悔しい思いと、部下に対する申し訳ない気持ちから、涙が止まらないA部長。しかし、彼が流したこの涙、決して部下に低い評価を与えた他のメンバーたちを責めるものではありません。部下が抱える問題を理解しながら、彼を育てることができなかった、上司たる自分自身に矢印が向いている証拠だと言えるでしょう。

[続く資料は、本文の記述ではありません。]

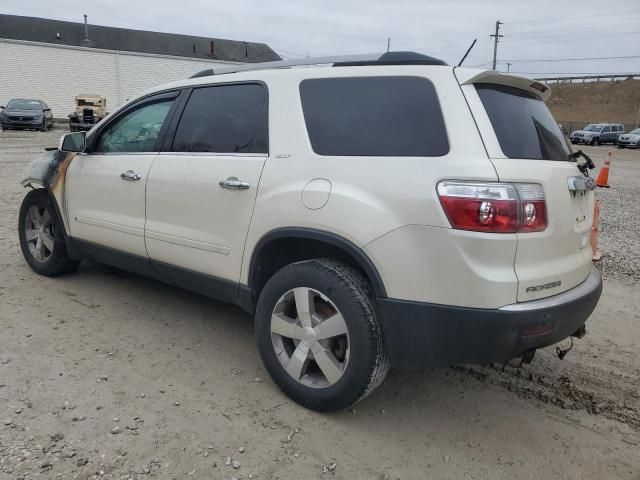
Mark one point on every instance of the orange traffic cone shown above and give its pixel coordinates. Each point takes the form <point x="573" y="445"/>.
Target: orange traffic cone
<point x="594" y="231"/>
<point x="603" y="176"/>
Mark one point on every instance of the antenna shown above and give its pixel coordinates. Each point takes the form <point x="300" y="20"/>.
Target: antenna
<point x="467" y="52"/>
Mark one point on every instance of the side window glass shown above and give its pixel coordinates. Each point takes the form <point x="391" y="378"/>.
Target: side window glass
<point x="137" y="131"/>
<point x="374" y="116"/>
<point x="224" y="119"/>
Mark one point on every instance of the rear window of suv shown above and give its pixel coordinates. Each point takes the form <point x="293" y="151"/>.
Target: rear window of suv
<point x="374" y="116"/>
<point x="523" y="124"/>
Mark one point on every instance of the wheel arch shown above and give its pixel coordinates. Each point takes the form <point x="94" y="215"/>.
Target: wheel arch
<point x="283" y="246"/>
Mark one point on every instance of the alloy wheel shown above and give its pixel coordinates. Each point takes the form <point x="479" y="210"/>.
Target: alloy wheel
<point x="310" y="337"/>
<point x="38" y="233"/>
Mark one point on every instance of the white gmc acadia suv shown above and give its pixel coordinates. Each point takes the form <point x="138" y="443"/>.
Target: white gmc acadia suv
<point x="387" y="210"/>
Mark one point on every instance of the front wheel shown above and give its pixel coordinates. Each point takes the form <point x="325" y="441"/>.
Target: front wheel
<point x="319" y="336"/>
<point x="41" y="236"/>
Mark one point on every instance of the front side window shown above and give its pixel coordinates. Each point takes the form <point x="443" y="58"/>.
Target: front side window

我々が設計する評価制度は、人事考課権を経営者から奪い取り、現場の中間管理職に権限委譲するシンプルなもの。
それまで、
「オレの部下に低い評価をつけるなんて、上司は現場をわかっていない」
と、上司が決めた人事考課に文句を言うだけの気楽な立場だった中間管理職たちは、経営の最重要事項である人事考課を決定する、という重大な責任を背負うことになります。
当然ですが、
「オレはお前を高く評価してるのに、ごめんな。こんな低い評価をしたのは社長なんだ」
といった部下へのフィードバックは、一切できなくなってしまいます。
権限と責任はコインの表裏。人事考課を決定する権利を得たからには、部下に対する厳しい評価結果を、評価された本人に伝え、納得させる責任も伴います。また、あちらを立てればこちらが立たず、という二律背反を経験することで、経営者と同じ視点で意思決定する醍醐味や辛さを味わうことができるのです。
「考課会議こそが最良の管理職研修である」
フェイス総研の考える評価制度は、その運用により、部下だけでなく上司こそが成長していく、という思想で設計されています。そのため、時には人目もはばからず涙を流すこともあるでしょう。また、時には胸倉を掴みあうような怒鳴り合いになることもあるでしょう。そんなプロセスの中で、部下の人生を背負い、今度こそは彼を育ててみせる、と固く決意した上司だけが、管理職として一皮むけた大人になっていくのです。
約束をして、それを守った数の分だけ人は成長していく。今日もまた、考課会議の場面で一つ約束が交わされました。半年後の晴れやかなA部長の顔が目に浮かぶようです。